Bita menggeleng. "Ngga perlu, Om. Bita di sini saja, Bita mau nemenin Abian."

— PERAHU KERTAS —

Bita sudah terikat dengan kontrak, untuk membatalkan pun sulit. Acaranya akan dilaksanakan pada pagi hari. Padahal Bita teramat ingin menghadiri pemakaman Abian, dia ingin memberikan salam terakhir kepada Abian sebelum mengikhlaskan sahabatnya pada semesta.

Lagi-lagi Jihan ada di sampingnya, Jihan bersama Bita yang harus menghadiri acara penerbitan novelnya. Sementara itu, Sandi, Jiah, dan Nathan masih berada di rumah Abian. Mereka bisa dipastikan mengikuti semua serangkaian pemakaman Abian sampai selesai.

"Kuat, Ta?"

Bita tidak menjawab, dia hanya tertunduk sembari memainkan jemarinya.

"Kalau ngga kuat bilang aja, nanti gue bilang ke pihak yang bersangkutan buat ngga dilanjutin."

"Ngga apa."

Jihan merapikan rambut Bita yang sedikit berantakan, tak lupa Jihan menghapus air mata yang membasahi kedua pipi Bita.

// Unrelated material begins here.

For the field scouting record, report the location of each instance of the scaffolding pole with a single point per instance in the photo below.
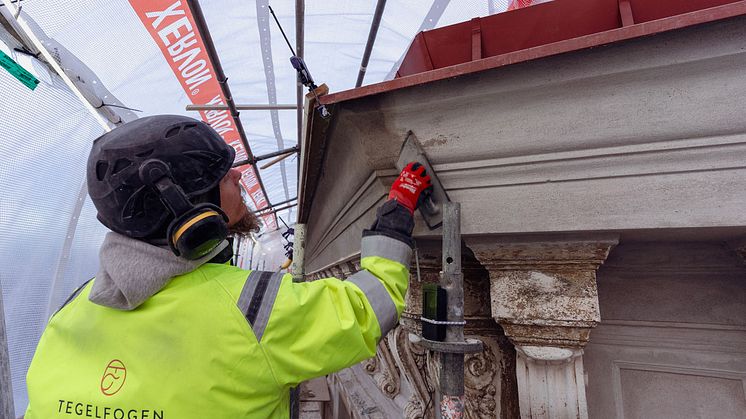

"Berat banget, kan?" tanya Jihan. "Jangan dipaksain, Ta."

"Tapi gue ngga bisa lepas tanggung jawab gue, Han," kata Bita. "Tapi sesak banget di sini~"

Jihan menahan tangan Bita yang sudah memukuli dadanya, lalu sambil menggenggam tangannya Jihan peluk Bita hingga sahabatnya menangis lagi. Puaskan saja sekarang, biar nanti saat acara mulai Bita kuat.